Salí enseguida, no tanto por temor a que Vinner se me escapara (ni siquiera sabía si estaba en su casa) como para anticiparme a una nueva invasión de dudas. Seguí el consejo de Chakh de ir directamente, sin llamar por teléfono, sin entretenerme en el habitual reconocimiento del terreno. Además, el ambiente de las estaciones de talasoterapia, donde todo está pensado para aligerar el peso de las cosas, seguramente contribuyó a que, media hora después, encontrara con facilidad la casa de Vinner en el extremo de una calle. No era el caserón gris, tipo fortín inexpugnable, que mi imaginación había construido con la piedra húmeda de los inmuebles parisinos. Se trataba de un chalet de una planta, precedida de un jardín dominado por varios grupos de palmeras jóvenes. Detrás de la verja, a la izquierda del camino que conducía a la casa, había un coche aparcado con el maletero abierto, un hombre de espaldas lo limpiaba con un aspirador tan pequeño que hacía pensar en una regadera. Llamé al timbre. El hombre se volvió, desenchufó el aparato, lo dejó en el maletero y, en lugar de venir hacia mí, que habría sido lo más natural, se dirigió hacia una pequeña garita de ladrillos claros, situada al lado de la verja y cubierta casi por completo por una planta trepadora. Oí su voz en mi oreja a través del interfono y entonces reparé en el ojo plano y negro de la cámara de seguridad. Su cadencia era lenta, pastosamente americana. Mientras explicaba quién era apenas me escuchaba a mí mismo, deslumbrado como estaba por la evidencia que tenía ante los ojos: ese cincuentón de pelo corto, tan corpulento que su camisa blanca desabotonada le hacía parecer cuadrado, ese hombre que paseaba su aspirador por la moqueta del maletero y que ahora aprobaba mis explicaciones con «okeys» arrastrados, ¡ese hombre era Val Vinner! Un ser casi irreal por el mal que había causado, por la dimensión de lo que con tanta indiferencia había destruido, un ser que ahora se exhibía en medio de la frivolidad de ese pequeño paraíso tropical con palmeras, en la paz doméstica de una mañana de vacaciones…

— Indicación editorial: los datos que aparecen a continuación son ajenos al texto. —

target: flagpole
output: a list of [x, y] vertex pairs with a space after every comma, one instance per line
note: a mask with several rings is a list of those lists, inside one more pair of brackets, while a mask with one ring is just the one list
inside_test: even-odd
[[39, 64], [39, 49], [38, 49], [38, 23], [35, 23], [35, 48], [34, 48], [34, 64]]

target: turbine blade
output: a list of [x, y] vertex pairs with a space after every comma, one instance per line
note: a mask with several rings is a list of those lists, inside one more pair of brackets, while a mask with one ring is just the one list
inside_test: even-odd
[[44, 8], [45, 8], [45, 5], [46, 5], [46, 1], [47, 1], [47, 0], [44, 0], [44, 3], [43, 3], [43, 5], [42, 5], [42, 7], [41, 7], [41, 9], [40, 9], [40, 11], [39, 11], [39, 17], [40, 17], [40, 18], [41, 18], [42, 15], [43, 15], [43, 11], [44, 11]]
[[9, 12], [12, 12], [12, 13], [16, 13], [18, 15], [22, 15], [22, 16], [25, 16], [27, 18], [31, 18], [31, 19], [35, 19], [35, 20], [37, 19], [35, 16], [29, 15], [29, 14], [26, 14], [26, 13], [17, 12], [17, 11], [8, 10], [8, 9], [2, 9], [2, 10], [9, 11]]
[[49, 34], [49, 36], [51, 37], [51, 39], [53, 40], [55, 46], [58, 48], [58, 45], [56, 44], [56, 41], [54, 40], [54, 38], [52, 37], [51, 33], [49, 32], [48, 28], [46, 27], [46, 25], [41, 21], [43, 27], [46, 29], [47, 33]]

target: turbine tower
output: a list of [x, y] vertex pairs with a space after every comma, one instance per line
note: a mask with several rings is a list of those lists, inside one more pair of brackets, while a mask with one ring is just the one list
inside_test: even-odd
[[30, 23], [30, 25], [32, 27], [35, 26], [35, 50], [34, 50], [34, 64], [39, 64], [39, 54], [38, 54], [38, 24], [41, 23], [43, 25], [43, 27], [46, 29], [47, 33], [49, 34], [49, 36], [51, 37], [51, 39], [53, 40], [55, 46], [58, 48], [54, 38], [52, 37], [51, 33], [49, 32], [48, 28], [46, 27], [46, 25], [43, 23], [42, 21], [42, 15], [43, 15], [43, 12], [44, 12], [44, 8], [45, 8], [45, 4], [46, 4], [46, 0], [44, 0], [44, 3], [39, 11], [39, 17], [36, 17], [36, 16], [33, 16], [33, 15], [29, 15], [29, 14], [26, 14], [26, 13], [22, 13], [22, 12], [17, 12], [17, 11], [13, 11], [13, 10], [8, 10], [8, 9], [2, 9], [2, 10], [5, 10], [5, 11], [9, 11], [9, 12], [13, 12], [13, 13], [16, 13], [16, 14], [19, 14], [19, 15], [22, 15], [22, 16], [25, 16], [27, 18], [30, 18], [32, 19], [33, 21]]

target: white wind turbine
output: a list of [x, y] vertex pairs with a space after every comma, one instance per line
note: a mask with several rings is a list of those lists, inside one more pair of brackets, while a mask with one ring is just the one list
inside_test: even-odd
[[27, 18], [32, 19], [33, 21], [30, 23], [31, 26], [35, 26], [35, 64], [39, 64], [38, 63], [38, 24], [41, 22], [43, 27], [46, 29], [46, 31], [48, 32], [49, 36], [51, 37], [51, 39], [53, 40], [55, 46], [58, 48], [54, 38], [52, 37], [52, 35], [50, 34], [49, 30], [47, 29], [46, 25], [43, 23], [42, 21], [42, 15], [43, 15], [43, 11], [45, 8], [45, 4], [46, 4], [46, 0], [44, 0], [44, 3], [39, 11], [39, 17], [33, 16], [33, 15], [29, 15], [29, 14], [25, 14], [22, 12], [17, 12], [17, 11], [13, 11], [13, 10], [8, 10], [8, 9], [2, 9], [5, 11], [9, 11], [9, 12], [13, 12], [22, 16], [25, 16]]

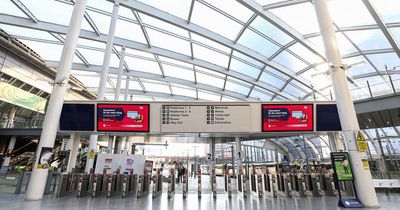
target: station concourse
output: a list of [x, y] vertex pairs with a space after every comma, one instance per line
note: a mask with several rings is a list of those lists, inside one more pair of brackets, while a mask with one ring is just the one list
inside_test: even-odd
[[396, 0], [4, 0], [0, 209], [398, 209]]

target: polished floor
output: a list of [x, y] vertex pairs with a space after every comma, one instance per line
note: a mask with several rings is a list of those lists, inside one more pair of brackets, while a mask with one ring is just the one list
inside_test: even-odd
[[[400, 195], [378, 194], [380, 209], [400, 209]], [[46, 196], [41, 201], [24, 201], [24, 195], [0, 195], [1, 210], [113, 210], [113, 209], [138, 209], [138, 210], [331, 210], [339, 209], [335, 197], [312, 197], [312, 198], [242, 198], [234, 194], [228, 199], [224, 194], [218, 194], [213, 199], [210, 194], [205, 194], [201, 199], [196, 194], [189, 194], [183, 199], [181, 194], [176, 194], [173, 199], [168, 199], [166, 194], [155, 199], [151, 196], [136, 199], [105, 197], [76, 198], [66, 196], [56, 198]]]

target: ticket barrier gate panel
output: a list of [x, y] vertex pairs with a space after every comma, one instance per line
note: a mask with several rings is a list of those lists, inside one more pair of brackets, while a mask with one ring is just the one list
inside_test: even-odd
[[182, 196], [183, 198], [187, 198], [188, 190], [189, 190], [189, 180], [188, 175], [183, 175], [182, 177]]
[[60, 174], [60, 179], [58, 181], [59, 183], [56, 197], [62, 197], [71, 193], [76, 193], [79, 183], [79, 174]]
[[290, 174], [291, 195], [296, 197], [306, 197], [310, 195], [306, 189], [305, 176], [301, 173]]
[[291, 182], [290, 182], [290, 176], [287, 174], [278, 174], [277, 175], [278, 179], [278, 195], [284, 196], [284, 197], [291, 197]]
[[317, 173], [312, 173], [311, 174], [311, 183], [312, 183], [312, 195], [313, 196], [321, 196], [322, 195], [322, 190], [321, 190], [321, 185], [320, 185], [320, 178], [319, 174]]
[[237, 191], [243, 198], [247, 198], [247, 177], [243, 174], [237, 176]]
[[129, 174], [129, 175], [121, 175], [121, 177], [122, 177], [121, 197], [126, 198], [131, 194], [136, 194], [138, 175]]
[[153, 198], [162, 194], [162, 180], [163, 177], [160, 174], [156, 174], [153, 176]]
[[217, 176], [215, 173], [211, 174], [211, 192], [213, 198], [217, 198]]
[[225, 193], [227, 194], [228, 198], [232, 198], [232, 178], [230, 175], [225, 175]]
[[138, 177], [138, 185], [137, 185], [137, 198], [141, 198], [143, 196], [148, 195], [150, 189], [151, 176], [149, 174], [139, 175]]
[[168, 175], [168, 199], [175, 195], [175, 171], [171, 169]]
[[201, 198], [201, 172], [197, 174], [197, 197]]
[[276, 197], [276, 178], [272, 174], [262, 175], [263, 195], [275, 198]]
[[77, 186], [77, 197], [89, 195], [92, 189], [92, 174], [80, 174]]
[[124, 175], [105, 175], [107, 178], [107, 198], [111, 198], [117, 194], [122, 193], [122, 183]]
[[257, 198], [262, 198], [262, 178], [257, 174], [250, 174], [251, 194]]
[[106, 174], [91, 174], [92, 181], [92, 198], [98, 197], [107, 191], [107, 175]]
[[333, 181], [333, 176], [328, 173], [321, 174], [320, 176], [321, 190], [327, 196], [336, 196], [337, 191], [335, 189], [335, 183]]

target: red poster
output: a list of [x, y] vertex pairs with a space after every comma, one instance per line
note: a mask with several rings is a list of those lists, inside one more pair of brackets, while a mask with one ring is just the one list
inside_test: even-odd
[[97, 104], [97, 130], [149, 132], [149, 104]]
[[263, 104], [262, 131], [313, 131], [313, 105]]

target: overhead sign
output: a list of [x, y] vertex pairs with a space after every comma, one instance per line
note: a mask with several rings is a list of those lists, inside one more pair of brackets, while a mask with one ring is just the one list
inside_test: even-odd
[[94, 131], [94, 104], [64, 104], [60, 116], [60, 131]]
[[162, 132], [249, 132], [249, 105], [162, 105]]
[[365, 138], [362, 135], [361, 131], [357, 132], [357, 141], [365, 141]]
[[339, 113], [336, 104], [316, 104], [317, 131], [341, 131]]
[[313, 104], [263, 104], [262, 131], [313, 131]]
[[332, 166], [339, 181], [352, 181], [353, 170], [350, 164], [349, 153], [332, 152]]
[[97, 104], [97, 130], [149, 132], [149, 104]]

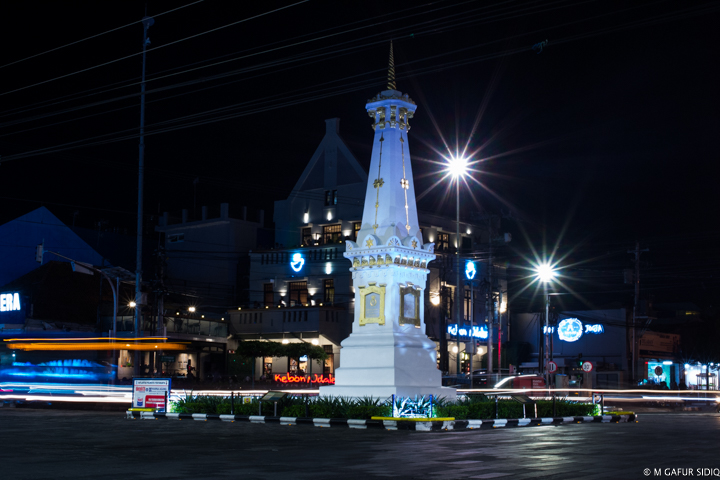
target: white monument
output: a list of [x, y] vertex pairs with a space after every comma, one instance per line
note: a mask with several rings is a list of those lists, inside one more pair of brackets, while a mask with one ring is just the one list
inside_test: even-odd
[[417, 106], [395, 90], [392, 44], [388, 89], [365, 108], [375, 130], [358, 242], [352, 262], [355, 316], [342, 342], [335, 385], [321, 396], [386, 398], [433, 395], [455, 400], [442, 386], [435, 343], [425, 335], [425, 288], [433, 243], [423, 244], [408, 148], [408, 120]]

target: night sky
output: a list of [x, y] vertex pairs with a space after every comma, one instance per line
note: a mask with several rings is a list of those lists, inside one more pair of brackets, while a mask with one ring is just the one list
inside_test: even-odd
[[[191, 3], [151, 1], [147, 12]], [[632, 268], [626, 252], [637, 240], [650, 248], [643, 286], [657, 302], [717, 303], [720, 4], [291, 5], [205, 0], [156, 17], [148, 226], [158, 212], [194, 202], [229, 202], [235, 215], [243, 205], [264, 208], [269, 222], [326, 118], [341, 119], [341, 136], [367, 167], [364, 105], [385, 89], [393, 40], [398, 90], [418, 104], [410, 132], [418, 196], [440, 178], [433, 162], [444, 145], [468, 145], [484, 187], [471, 182], [463, 215], [511, 216], [513, 263], [531, 257], [531, 246], [559, 245], [568, 276], [593, 278], [576, 290], [627, 293], [618, 272]], [[69, 224], [134, 232], [142, 60], [98, 65], [140, 52], [141, 24], [20, 60], [138, 22], [144, 9], [136, 1], [0, 6], [0, 222], [45, 205]], [[224, 63], [208, 66], [216, 62]], [[444, 192], [430, 190], [419, 208], [454, 211]]]

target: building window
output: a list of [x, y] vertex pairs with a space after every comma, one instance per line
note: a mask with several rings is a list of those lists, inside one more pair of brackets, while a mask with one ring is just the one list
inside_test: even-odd
[[310, 233], [310, 228], [303, 228], [302, 229], [302, 235], [300, 239], [301, 245], [312, 245], [312, 233]]
[[450, 245], [450, 234], [449, 233], [438, 233], [437, 236], [437, 251], [447, 252]]
[[290, 282], [290, 306], [308, 303], [307, 282]]
[[472, 248], [472, 237], [462, 237], [462, 248], [463, 250], [470, 250]]
[[326, 225], [323, 227], [323, 243], [328, 245], [330, 243], [338, 243], [342, 240], [342, 232], [340, 232], [341, 225]]
[[168, 243], [180, 243], [185, 241], [184, 233], [173, 233], [167, 236]]
[[323, 363], [323, 375], [331, 375], [335, 373], [335, 355], [333, 354], [332, 345], [323, 345], [325, 353], [328, 354], [327, 360]]
[[324, 280], [323, 289], [325, 291], [323, 302], [333, 303], [335, 301], [335, 280], [333, 280], [332, 278]]
[[272, 307], [274, 301], [273, 284], [266, 283], [263, 285], [263, 303], [266, 307]]
[[360, 233], [360, 227], [362, 227], [362, 223], [353, 223], [353, 242], [357, 242], [358, 240], [358, 233]]
[[325, 190], [325, 206], [337, 205], [337, 190]]

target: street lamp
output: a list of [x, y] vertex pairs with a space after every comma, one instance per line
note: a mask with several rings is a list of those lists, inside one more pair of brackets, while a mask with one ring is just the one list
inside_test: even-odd
[[543, 336], [545, 338], [545, 366], [543, 371], [545, 373], [545, 384], [547, 386], [550, 386], [550, 374], [548, 373], [548, 362], [550, 361], [550, 352], [548, 351], [550, 347], [550, 295], [548, 295], [548, 283], [550, 283], [553, 278], [555, 278], [557, 272], [555, 271], [555, 268], [549, 263], [541, 263], [540, 265], [537, 265], [535, 267], [535, 275], [537, 279], [543, 284], [543, 293], [545, 297], [545, 330], [543, 332]]
[[[460, 180], [468, 174], [468, 159], [462, 155], [455, 155], [448, 159], [446, 171], [450, 174], [452, 179], [455, 181], [455, 212], [457, 217], [457, 230], [455, 232], [455, 255], [457, 255], [457, 262], [455, 265], [456, 282], [455, 282], [455, 312], [456, 322], [458, 325], [457, 329], [457, 349], [460, 351], [460, 318], [462, 317], [462, 297], [460, 296]], [[455, 356], [457, 363], [456, 375], [460, 375], [460, 354]]]
[[135, 302], [133, 302], [132, 300], [130, 301], [130, 303], [128, 303], [128, 307], [130, 307], [130, 308], [135, 308], [136, 305], [137, 304]]

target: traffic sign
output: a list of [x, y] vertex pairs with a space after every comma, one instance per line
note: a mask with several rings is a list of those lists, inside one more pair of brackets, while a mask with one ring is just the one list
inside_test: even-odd
[[548, 373], [555, 373], [557, 372], [558, 364], [550, 360], [547, 365], [547, 371]]
[[582, 371], [583, 371], [583, 372], [585, 372], [585, 373], [590, 373], [590, 372], [592, 372], [592, 369], [593, 369], [593, 364], [592, 364], [592, 363], [590, 363], [590, 362], [583, 362], [583, 364], [582, 364]]

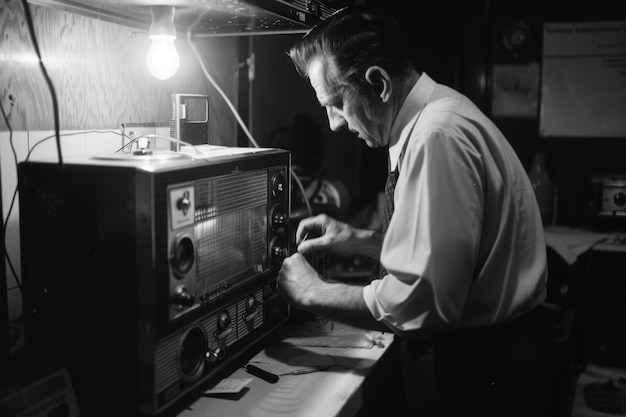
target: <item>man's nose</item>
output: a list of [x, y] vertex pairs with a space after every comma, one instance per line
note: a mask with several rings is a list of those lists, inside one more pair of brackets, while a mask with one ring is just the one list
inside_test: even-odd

Con paciencia, imitando a la perfección esa amabilidad obtusa que los americanos ponen al esclarecer los detalles, el ex ruso continuaba preguntándome sobre nuestro amigo común de viaje en China, sobre el motivo de mi visita… De pronto, vi algo detrás de la verja que eclipsó nuestra conversación a través del muro. Un niño de seis o siete años rodeó el coche y se dirigió hacia la entrada, se agarró a los barrotes y ahora me miraba con curiosidad. Su hermano menor, de pasos aún tambaleantes, cruzó el jardín para reunirse con él. Después me enteraría de que el mayor era hijo de la mujer de Vinner, pero al ver a los dos niños tuve la impresión de llegar de una época pasada, desde la cual ese tránsfuga había tenido tiempo de americanizarse y de fundar esa familia que al menos había celebrado su octavo aniversario.

En ese momento apareció un hombre en la escalinata de la casa y llamó a los niños. Levanté los ojos y tardé unos segundos en reponerme de lo inverosímil que resultaba ese rostro con ese nombre y en aquel lugar: reconocí a Yuri.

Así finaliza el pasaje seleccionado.